Patrizia Ciofi was not an immaculate Amenaide – some top notes flapped, the low register is unsettled and sometimes you could feel that this role is a hard piece of singing – but her performance had such musical intelligence, sense of style, gracious phrasing, dramatic awareness and sensitivity that one would need a heart of stone to resist her. Moreover, she was in very healthy voice – her usually watercoloristic tonal quality had this evening such radiance that it just flowed effortlessly in the auditorium. The conductor helped her in every tricky passage and she found a virtue in the less brisk tempi to sculpt her fioriture with expressive Mozartian quality. When it comes to the role of Tancredi, one really missed the sensational Ewa Podles in Zedda’s CDs. I have never previously heard or seen Haidar Halévy and cannot say if she was in a bad-voice day, but her performance failed to please me except in the passages in which she could sing softly, what she does adeptly (as in the closing scene – here the Ferrara “sad” ending). When she sang above piano, I couldn’t overlook the the backward placement, the lack of focus, the bleached-out sound over the passaggio and the unclear phrasing. To make things more difficult, her figure and her whole attitude do not really work for breeches-roles. When promising contralto Clémentine Margaine sang Isaura’s aria with firm, clearly produced and deliciously dark tonal quality, I really wished she had been invited for the title role. My first impression of Alexey Dolgov’s Argirio was that he was in an off-evening*, but he would eventually settle into a very brave performance of this difficult role. If his tenor fortunately has nothing of the usual nasality and brittleness of tenorini in it, it also lacks true comfort in this repertoire (especially in the higher end of the tessitura). I wonder if he should not sing Mozart more often for a while and develop a little bit more warmth and sense of expressive phrasing instead of opting so soon for a second-choice bel canto tenor career. Orbazzano is not really a big role, but it is an important one – Krysztof Szumanski could not make much of it, the voice does not really bloom and the whole performance turned around a bad-guy impersonation.

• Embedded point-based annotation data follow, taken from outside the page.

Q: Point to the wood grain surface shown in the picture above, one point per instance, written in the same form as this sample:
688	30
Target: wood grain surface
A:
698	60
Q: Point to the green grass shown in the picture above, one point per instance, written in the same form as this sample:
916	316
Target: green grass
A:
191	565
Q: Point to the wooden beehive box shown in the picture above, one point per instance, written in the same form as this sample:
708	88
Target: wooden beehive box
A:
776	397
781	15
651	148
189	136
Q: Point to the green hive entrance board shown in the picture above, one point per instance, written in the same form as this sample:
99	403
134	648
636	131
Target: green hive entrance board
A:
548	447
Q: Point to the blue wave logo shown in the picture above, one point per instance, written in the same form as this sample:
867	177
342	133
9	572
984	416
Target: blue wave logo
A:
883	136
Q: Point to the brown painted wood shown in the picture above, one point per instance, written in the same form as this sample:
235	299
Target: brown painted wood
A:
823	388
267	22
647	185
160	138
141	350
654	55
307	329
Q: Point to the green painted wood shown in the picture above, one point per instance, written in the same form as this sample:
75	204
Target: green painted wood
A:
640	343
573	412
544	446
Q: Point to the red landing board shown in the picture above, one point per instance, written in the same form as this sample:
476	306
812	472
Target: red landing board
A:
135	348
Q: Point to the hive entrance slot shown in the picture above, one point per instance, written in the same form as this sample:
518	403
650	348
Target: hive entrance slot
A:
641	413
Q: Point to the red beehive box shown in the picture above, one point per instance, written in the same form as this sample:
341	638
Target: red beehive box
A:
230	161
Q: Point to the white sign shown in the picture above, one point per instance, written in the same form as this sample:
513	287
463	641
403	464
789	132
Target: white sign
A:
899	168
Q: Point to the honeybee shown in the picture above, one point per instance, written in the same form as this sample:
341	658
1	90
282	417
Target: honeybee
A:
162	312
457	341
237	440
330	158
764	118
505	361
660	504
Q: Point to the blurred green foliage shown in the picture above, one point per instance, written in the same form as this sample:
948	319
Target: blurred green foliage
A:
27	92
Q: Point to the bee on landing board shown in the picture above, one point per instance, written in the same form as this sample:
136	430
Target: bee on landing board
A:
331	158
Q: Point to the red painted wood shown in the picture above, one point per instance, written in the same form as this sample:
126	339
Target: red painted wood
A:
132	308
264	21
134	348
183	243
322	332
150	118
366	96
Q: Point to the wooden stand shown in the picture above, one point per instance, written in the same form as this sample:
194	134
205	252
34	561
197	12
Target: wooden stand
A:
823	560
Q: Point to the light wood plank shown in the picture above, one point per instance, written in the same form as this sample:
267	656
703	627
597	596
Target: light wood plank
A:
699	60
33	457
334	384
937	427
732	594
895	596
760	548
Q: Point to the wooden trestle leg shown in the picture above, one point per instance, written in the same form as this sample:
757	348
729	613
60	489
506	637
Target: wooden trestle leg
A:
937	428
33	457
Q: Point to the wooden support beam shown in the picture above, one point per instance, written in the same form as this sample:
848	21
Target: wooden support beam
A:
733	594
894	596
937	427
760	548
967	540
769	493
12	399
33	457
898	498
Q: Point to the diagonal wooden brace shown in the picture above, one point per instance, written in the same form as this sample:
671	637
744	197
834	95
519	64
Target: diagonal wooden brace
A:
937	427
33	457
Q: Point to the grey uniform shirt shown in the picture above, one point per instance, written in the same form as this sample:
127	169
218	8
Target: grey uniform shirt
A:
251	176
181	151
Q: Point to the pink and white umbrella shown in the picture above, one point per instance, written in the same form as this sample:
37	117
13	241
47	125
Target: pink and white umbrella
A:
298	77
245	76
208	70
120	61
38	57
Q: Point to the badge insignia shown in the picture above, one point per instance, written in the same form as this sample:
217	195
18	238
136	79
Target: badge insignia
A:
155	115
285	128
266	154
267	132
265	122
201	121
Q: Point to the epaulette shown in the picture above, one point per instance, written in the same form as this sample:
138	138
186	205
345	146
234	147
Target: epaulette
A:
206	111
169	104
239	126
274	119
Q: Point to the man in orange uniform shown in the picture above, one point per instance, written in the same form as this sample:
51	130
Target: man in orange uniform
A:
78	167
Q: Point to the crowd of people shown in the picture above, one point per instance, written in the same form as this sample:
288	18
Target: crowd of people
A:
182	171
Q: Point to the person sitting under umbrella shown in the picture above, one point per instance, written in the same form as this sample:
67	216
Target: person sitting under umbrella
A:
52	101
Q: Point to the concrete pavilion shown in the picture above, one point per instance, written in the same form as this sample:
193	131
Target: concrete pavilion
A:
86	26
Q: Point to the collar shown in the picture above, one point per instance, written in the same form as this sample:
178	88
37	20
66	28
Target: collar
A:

Do I need to write something about Pier Luigi Pizzi’s production? Well, if one of my eleven or twelve readers have never seen one of his stagings, I owe him or her a brief description – take one architectural background in a painting by de Chirico, costumes from Xanadu (yes, the movie with Olivia Newton-John) and the Personenregie of a Mexican telenovela and you’ll get the picture.
* Here again Zedda has a brilliant piece of casting in the sadly too-soon-retired Stanford Olsen, one of my favorite examples of Rossinian singing from a tenor.